The legislation was introduced as a measure to counter tax avoidance which initially targeted contractors in the IT industry. However, it must also be borne in mind that all contractors who operate their own service companies have the potential to be caught by the legislation.


Therefore, if you only have one or two clients to whom you provide your services and trade as a limited company, then there is a risk that your services will be subject to the IR35 legislation. So it is important to remember each contract is considered individually by HMRC and as such the wording and terms of the arrangement are important factors when arriving at their decision to apply the IR35 legislation to the income received by the service company.


If HMRC determine that your contract of services falls within IR35, this will severely limit the expenses that you would normally be able to claim through your company, and also result in PAYE and National insurance being charged on your total income from these contracts. As a result, the option of receiving your earnings by taking a small salary topped up by dividends (on which you do not have to pay National Insurance) is closed to you.
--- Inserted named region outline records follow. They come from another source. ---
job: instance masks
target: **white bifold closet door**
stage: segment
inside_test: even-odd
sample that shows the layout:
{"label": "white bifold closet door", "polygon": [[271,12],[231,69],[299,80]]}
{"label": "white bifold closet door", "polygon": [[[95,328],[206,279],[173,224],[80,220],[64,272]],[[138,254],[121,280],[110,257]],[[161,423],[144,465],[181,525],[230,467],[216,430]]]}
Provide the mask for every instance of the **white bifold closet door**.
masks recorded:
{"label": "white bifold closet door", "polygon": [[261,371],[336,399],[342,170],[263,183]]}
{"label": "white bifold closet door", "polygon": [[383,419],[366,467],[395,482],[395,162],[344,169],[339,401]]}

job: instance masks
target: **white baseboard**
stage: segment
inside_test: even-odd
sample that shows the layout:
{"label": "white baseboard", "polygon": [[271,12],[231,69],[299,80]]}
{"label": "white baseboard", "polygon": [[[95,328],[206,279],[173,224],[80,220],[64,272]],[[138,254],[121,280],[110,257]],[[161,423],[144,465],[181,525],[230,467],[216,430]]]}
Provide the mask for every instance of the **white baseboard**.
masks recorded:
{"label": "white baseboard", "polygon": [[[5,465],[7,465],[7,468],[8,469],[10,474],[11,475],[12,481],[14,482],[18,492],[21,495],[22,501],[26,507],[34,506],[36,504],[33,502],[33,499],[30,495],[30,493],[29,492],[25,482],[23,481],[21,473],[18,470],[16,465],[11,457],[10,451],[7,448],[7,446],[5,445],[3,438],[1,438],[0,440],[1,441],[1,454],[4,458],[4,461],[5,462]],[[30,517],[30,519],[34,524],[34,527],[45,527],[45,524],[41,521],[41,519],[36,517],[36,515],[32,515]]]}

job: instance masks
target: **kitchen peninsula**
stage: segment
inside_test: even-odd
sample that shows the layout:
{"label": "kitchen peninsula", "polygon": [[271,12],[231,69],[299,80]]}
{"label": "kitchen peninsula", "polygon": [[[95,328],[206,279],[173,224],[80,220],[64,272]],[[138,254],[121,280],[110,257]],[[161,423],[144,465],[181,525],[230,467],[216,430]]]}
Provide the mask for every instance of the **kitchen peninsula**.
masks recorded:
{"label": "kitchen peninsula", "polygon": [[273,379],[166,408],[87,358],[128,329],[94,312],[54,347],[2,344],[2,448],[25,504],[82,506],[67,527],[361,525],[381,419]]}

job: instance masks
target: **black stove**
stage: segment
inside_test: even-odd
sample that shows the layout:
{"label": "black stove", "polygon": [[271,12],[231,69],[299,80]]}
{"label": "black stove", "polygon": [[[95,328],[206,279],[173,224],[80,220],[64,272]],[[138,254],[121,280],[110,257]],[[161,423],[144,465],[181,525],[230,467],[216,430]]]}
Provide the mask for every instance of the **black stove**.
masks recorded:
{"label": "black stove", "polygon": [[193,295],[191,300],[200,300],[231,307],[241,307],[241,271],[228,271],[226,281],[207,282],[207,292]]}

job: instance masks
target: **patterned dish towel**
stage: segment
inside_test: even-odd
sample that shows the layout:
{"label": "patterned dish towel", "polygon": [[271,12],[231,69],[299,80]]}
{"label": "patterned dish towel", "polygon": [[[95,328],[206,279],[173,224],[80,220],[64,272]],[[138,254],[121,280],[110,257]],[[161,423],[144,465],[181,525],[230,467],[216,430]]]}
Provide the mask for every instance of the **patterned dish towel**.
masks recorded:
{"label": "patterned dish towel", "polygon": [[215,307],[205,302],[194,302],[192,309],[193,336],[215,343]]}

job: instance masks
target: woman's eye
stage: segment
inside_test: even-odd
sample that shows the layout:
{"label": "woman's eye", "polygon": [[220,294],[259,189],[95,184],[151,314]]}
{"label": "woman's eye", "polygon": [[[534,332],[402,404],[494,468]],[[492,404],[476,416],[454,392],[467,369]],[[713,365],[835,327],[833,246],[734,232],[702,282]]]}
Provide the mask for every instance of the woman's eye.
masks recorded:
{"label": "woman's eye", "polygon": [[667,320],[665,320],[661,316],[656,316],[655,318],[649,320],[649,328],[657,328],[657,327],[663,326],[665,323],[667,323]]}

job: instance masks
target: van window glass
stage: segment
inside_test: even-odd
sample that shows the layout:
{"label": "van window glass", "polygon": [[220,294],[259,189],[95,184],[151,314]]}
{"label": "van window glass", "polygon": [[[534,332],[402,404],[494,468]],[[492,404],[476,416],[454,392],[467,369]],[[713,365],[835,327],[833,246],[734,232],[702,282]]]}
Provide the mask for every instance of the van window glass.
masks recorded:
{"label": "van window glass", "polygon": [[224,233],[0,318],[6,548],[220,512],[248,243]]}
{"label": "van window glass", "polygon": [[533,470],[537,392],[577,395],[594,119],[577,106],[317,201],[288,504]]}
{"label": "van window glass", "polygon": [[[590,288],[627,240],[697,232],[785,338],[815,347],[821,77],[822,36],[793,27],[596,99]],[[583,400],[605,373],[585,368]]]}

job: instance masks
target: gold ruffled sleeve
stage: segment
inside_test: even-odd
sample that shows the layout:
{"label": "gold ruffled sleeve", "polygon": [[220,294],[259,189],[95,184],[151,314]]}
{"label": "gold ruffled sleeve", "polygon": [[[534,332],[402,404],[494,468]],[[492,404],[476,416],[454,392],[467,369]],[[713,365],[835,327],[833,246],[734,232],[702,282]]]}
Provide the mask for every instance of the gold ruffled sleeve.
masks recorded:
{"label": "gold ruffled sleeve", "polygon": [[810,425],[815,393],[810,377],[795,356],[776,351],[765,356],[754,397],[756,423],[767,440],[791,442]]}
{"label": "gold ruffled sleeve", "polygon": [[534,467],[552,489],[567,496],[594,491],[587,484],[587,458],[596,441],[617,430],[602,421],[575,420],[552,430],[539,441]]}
TaxSmart Accounting can advise as to whether your contracts are likely to be caught by the legislation, and any potential changes that can be made to improve the chances of compliance.

CIS - The Construction Industry Scheme

The Construction Industry Scheme (CIS) is a series of regulations for contractors and sub-contractors within the construction industry.


Whether you are a contractor or subcontractor working in the construction industry, we can help you with your accounts and tax, and ensure that you maximise your tax deductions and allowances.


If you are a contractor we can: 

  • Register you with HMRC as a contractor
  • Verify your subcontractors with HMRC
  • Ensure you pay your subcontractors correctly within the scheme, making deductions if necessary
  • Supply deduction statements to the subcontractors
  • Keep your records in good order and supply HMRC with monthly returns
  • Ensure that you do not incur any penalties by failing to submit monthly returns to HMRC 

If you are a sub-contractor we can:

  • Advise on whether you fall into the sub-contractor or employee status (or both)
  • Verify with HMRC on behalf of your contractor (if needed)
  • Keep your records in good order

Any contractor that you work for must decide whether you are to be treated as an employee for each and every contract. If their decision is that you are an employee for the purpose of the contract, then the contractor will operate a PAYE scheme whereby tax and national insurance contributions will be deducted from the payments made to you.


If and when you are verified as self employed, the payments by the contractor can be claimed back against your annual tax liabilities.